ジャズの本場で見出したベースパートの本質

TOHOさんは、高校でも吹奏楽部に所属。大学を卒業するとアルバイトで資金を貯め、単身アメリカへと渡りました。留学先の北テキサス大学ではジャズ理論を専攻しましたが、現在にまでつながるミュージシャンシップは、むしろキャンパスの外で養われたそう。

「授業ではジャズの理論とか、ポップスの理論とか学びながらも、実践が全然得られなくて」
「2年くらい通って、このままじゃダメだと思って」

実演の場に飢えていたTOHOさんは、自らの演奏を撮影したビデオをクラブへの営業材料にしたほか、ニューオリンズに近い南部・ダラスにあるレストランの楽団に所属し、数々のジャズ・スタンダードを演奏。ブラスバンドによるジャズがまだまだ支持される環境に身を置いて、本場の音楽文化をたっぷり吸収しました。

立奏が容易な「ヘリコン」を使用

「チューバでウォーキングベースを吹く方法みたいなのを自分で覚えて。専門的な話でいうと、どこで息継ぎするとか」
「あまり好きな言葉じゃないけど、グルーヴのつけ方みたいな」

メキメキと実力を上げたTOHOさんは帰国する年、ディズニーランド・リゾートの学生選抜バンドのセレクションに3度目の挑戦にして合格。精鋭揃いのメンバーと寝食をともにし、空き時間をセッションに充てたり、それまでには触れたことのない音楽を教えてもらったりと、刺激的な3ヶ月間を過ごしました。

実力者がひしめくディズニーランド・リゾートのバンド

マイルス・デイヴィスのソロをコピーするなど、渡米からしばらくはいわゆる「ウワモノ」にばかり目が向いていたというTOHOさんですが、ここでブラスベーシストを目指すことを決意。チューバだけでなく、エレキベースやウッドベースの演奏にも着目するようになります。

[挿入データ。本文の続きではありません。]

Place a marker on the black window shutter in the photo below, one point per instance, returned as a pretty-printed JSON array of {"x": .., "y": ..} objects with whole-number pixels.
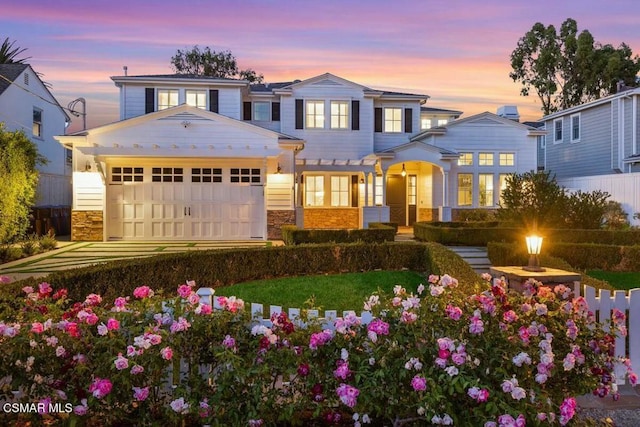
[
  {"x": 299, "y": 114},
  {"x": 408, "y": 120},
  {"x": 214, "y": 104},
  {"x": 149, "y": 100},
  {"x": 378, "y": 120},
  {"x": 355, "y": 115},
  {"x": 354, "y": 191}
]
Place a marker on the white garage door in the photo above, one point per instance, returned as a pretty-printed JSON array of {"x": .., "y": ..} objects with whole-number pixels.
[{"x": 185, "y": 203}]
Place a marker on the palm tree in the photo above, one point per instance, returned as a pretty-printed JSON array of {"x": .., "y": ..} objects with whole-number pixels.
[{"x": 8, "y": 53}]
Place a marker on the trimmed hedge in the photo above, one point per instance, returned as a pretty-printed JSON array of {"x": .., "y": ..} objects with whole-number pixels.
[
  {"x": 481, "y": 233},
  {"x": 516, "y": 254},
  {"x": 218, "y": 268},
  {"x": 378, "y": 233}
]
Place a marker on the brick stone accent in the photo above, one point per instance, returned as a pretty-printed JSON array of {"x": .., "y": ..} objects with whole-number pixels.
[
  {"x": 276, "y": 219},
  {"x": 87, "y": 226},
  {"x": 332, "y": 218}
]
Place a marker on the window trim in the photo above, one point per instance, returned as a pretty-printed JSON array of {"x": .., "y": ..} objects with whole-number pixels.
[
  {"x": 315, "y": 115},
  {"x": 169, "y": 91},
  {"x": 572, "y": 117},
  {"x": 340, "y": 117},
  {"x": 557, "y": 140},
  {"x": 392, "y": 121}
]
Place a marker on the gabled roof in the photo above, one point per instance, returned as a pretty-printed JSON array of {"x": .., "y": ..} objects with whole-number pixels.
[{"x": 10, "y": 72}]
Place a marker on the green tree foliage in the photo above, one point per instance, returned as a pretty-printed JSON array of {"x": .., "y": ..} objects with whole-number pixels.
[
  {"x": 19, "y": 177},
  {"x": 207, "y": 62},
  {"x": 568, "y": 67},
  {"x": 9, "y": 53},
  {"x": 536, "y": 200}
]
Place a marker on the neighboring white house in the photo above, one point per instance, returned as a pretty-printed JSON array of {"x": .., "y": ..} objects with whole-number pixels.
[
  {"x": 27, "y": 104},
  {"x": 204, "y": 158},
  {"x": 596, "y": 146}
]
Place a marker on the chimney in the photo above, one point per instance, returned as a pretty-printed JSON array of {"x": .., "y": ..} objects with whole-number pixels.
[{"x": 509, "y": 112}]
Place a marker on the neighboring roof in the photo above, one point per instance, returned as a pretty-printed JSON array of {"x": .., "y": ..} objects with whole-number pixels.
[
  {"x": 628, "y": 92},
  {"x": 440, "y": 111},
  {"x": 10, "y": 72}
]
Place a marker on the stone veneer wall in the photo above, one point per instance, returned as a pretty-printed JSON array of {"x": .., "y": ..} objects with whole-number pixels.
[
  {"x": 275, "y": 221},
  {"x": 87, "y": 226},
  {"x": 332, "y": 218}
]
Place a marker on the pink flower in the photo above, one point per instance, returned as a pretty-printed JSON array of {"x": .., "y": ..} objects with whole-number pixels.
[
  {"x": 113, "y": 324},
  {"x": 142, "y": 292},
  {"x": 121, "y": 362},
  {"x": 100, "y": 387},
  {"x": 166, "y": 353},
  {"x": 419, "y": 383},
  {"x": 140, "y": 393}
]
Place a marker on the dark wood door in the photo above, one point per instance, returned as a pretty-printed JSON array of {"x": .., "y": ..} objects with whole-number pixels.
[{"x": 397, "y": 199}]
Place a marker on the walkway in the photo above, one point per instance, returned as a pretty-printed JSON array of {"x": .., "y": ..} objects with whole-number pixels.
[{"x": 81, "y": 254}]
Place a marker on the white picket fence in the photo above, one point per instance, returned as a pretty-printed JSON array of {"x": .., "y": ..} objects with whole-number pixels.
[{"x": 601, "y": 302}]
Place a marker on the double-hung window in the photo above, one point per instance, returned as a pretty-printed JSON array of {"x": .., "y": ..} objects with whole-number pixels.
[
  {"x": 575, "y": 128},
  {"x": 339, "y": 114},
  {"x": 315, "y": 114},
  {"x": 485, "y": 189},
  {"x": 37, "y": 122},
  {"x": 393, "y": 120},
  {"x": 197, "y": 98},
  {"x": 557, "y": 131},
  {"x": 314, "y": 190},
  {"x": 167, "y": 98},
  {"x": 339, "y": 191},
  {"x": 261, "y": 111},
  {"x": 485, "y": 159}
]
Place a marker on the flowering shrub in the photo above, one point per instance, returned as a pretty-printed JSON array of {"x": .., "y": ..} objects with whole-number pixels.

『モンティ・パイソン』など、欧米の娯楽番組仕込みのユーモアは常に忘れない

「チューバのよさって、弦のベースよりも有機的な音が出せるところかなって」
「脳みそから近い部分から音が出せるのは(有利)。指で弾くっていうのは、人間の心とはたぶん離れたっていう。指っていうのは正確さを求めるから」

チューバのアドバンテージをこのように語ってくれた彼。音の太さ、重さが一音に説得力を与えるとも付け加えてくれました。クラシックの文脈から外れれば、物珍しさが先行する感のあるチューバ。しかし、ビートルズの「デイ・トリッパー」のような間のあるベースラインであれば、じゅうぶんに活躍の余地はあるとTOHOさんは見ています。

「東方洸介の悲劇」を「かっこいい」に昇華させるために

スタジオでの動画収録に臨む

目下、TOHOさんが準備を進めているのが、ソロ活動の本格化。音源づくりはもちろん、チューバをベースになり代わる存在にすべく、教則本を出版することも視野に入れているそうです。ともすれば、楽譜通りの演奏に固執しがちなのがクラシック。ただ、それだけではジャズやポップミュージックに欠かせない「グルーヴ」「ノリ」といった要素を表現するのは困難です。

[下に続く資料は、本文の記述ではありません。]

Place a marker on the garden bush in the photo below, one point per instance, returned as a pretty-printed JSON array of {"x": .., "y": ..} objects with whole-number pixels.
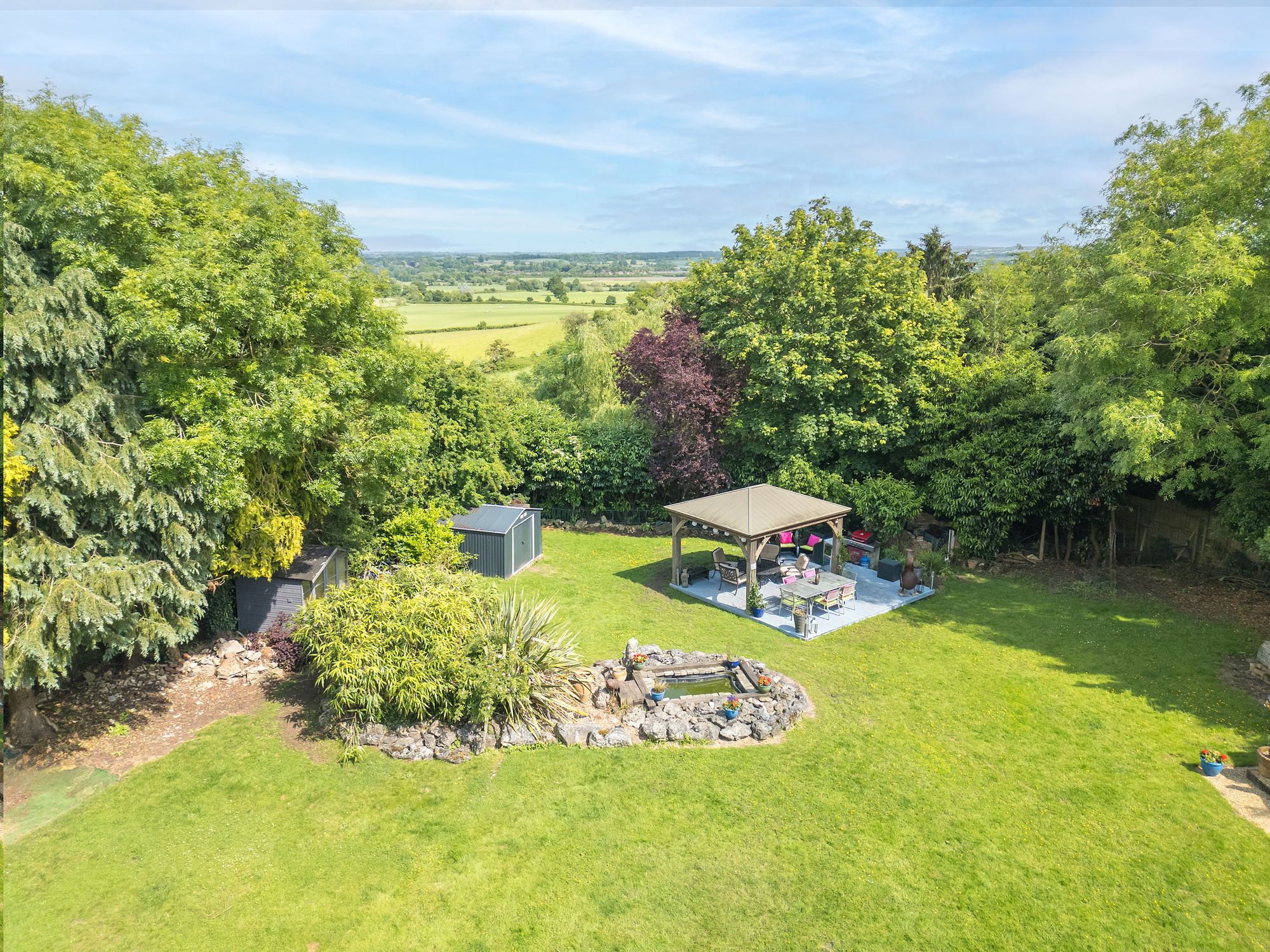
[
  {"x": 396, "y": 647},
  {"x": 427, "y": 643},
  {"x": 885, "y": 505},
  {"x": 420, "y": 536},
  {"x": 279, "y": 638},
  {"x": 523, "y": 664}
]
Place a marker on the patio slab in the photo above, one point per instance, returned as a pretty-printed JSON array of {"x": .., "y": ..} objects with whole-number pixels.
[{"x": 874, "y": 597}]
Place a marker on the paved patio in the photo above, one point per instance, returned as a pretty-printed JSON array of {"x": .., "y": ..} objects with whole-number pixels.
[{"x": 873, "y": 597}]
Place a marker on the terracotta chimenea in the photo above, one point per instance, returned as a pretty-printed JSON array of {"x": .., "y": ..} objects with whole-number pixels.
[{"x": 909, "y": 579}]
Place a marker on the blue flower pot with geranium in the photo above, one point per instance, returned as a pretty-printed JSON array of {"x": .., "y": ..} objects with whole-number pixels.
[{"x": 1212, "y": 762}]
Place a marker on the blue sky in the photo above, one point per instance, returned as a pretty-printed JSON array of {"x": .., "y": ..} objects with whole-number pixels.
[{"x": 657, "y": 128}]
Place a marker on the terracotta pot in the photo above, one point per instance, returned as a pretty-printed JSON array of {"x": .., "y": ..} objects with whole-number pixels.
[{"x": 909, "y": 578}]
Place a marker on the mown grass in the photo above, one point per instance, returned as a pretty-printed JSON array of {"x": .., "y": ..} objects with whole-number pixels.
[
  {"x": 432, "y": 317},
  {"x": 473, "y": 345},
  {"x": 998, "y": 767}
]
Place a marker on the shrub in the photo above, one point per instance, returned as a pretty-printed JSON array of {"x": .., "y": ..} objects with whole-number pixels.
[
  {"x": 277, "y": 637},
  {"x": 396, "y": 647},
  {"x": 427, "y": 643},
  {"x": 934, "y": 562},
  {"x": 420, "y": 536},
  {"x": 220, "y": 614},
  {"x": 885, "y": 505},
  {"x": 524, "y": 664}
]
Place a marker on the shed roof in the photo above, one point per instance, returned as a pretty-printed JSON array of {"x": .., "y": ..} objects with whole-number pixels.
[
  {"x": 759, "y": 511},
  {"x": 309, "y": 564},
  {"x": 490, "y": 519}
]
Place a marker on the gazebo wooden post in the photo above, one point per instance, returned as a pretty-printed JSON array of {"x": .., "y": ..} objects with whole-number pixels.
[
  {"x": 678, "y": 524},
  {"x": 752, "y": 548},
  {"x": 836, "y": 552}
]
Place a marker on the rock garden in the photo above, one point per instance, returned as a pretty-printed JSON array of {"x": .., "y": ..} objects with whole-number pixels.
[{"x": 619, "y": 706}]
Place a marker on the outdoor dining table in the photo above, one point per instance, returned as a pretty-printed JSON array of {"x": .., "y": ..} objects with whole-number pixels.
[{"x": 807, "y": 590}]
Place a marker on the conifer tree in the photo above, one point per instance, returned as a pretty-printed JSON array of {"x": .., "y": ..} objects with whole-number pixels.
[{"x": 100, "y": 555}]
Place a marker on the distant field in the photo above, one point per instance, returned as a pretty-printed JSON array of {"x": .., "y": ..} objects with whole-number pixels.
[
  {"x": 469, "y": 315},
  {"x": 519, "y": 296},
  {"x": 472, "y": 345}
]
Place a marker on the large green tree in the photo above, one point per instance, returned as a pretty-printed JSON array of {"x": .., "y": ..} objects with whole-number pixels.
[
  {"x": 843, "y": 347},
  {"x": 1163, "y": 313},
  {"x": 200, "y": 378},
  {"x": 101, "y": 554}
]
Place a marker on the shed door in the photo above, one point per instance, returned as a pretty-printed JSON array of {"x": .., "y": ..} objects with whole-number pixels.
[{"x": 523, "y": 541}]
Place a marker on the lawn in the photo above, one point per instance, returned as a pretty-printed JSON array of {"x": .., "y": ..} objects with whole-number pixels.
[{"x": 998, "y": 767}]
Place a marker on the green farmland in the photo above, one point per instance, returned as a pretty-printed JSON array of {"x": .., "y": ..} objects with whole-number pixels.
[{"x": 542, "y": 328}]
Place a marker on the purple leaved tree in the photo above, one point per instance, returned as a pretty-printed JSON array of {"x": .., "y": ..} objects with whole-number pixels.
[{"x": 684, "y": 390}]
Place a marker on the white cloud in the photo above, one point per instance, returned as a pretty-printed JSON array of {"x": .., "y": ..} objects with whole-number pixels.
[
  {"x": 605, "y": 139},
  {"x": 303, "y": 171}
]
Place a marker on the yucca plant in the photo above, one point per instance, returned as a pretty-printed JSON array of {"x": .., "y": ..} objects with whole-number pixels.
[{"x": 525, "y": 664}]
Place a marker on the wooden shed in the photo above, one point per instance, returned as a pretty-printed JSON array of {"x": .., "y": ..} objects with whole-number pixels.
[
  {"x": 502, "y": 539},
  {"x": 314, "y": 571}
]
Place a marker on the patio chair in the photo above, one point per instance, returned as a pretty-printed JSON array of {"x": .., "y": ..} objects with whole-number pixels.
[
  {"x": 789, "y": 600},
  {"x": 848, "y": 593},
  {"x": 788, "y": 548},
  {"x": 732, "y": 574},
  {"x": 769, "y": 559},
  {"x": 801, "y": 565},
  {"x": 830, "y": 600},
  {"x": 808, "y": 548},
  {"x": 722, "y": 559}
]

「別に研究したいって思ってるわけじゃなくて、好きなベースラインを演奏してるうちに、いいグルーヴと悪いグルーヴが分かってくるようになったし」

TOHOさんが理想のベーシストの1人に挙げるのは、レッド・ホット・チリ・ペッパーズのフリー。実践を通して培ってきたコツを伝えることができれば、自身が待ち遠しい存在と語る「ライバル」が現れるかもしれない――コロナ禍でライブの機会が減っただけに、いまこそが彼にとってのチャンスなのかもしれません。

Pedal VoxのメンバーとおどけるTOHOさん

「チューバが認知されて(くれば)、それが他の楽器とかにもいろいろ勇気を与える」

チューバに限らず、ジャンルという枠にしばられてきた「楽器マイノリティ」を表舞台に引きずり出したい。何がロックで何がジャズか、その垣根があいまいになる音楽シーンに、これまで日の目を見てこなかった楽器を送り込む礎になりたい。より多様な楽器の交わりが一般化すると、音楽はまたひとつアップデートされるとTOHOさんは信じています。

「チューバがかっこいいって思えるようになったら、オレみたいな人はもういなくなるわけじゃん。東方洸介の悲劇は起こらなくなるんで」
「オレたちが聴いてほしいのって、チューバ奏者じゃないからさ。渋谷パルコとかに買い物行く人たちに自分のものを聴いてほしいからさ」

その視線はチューバの未来像を見つめている

自嘲気味な口ぶりのなかにも、確かに感じられる自信。純粋に演奏技術を高める過程に、見せ方という視点が備われば、チューバという楽器にハイライトが当たる未来は、そう遠いものにはならないはずです。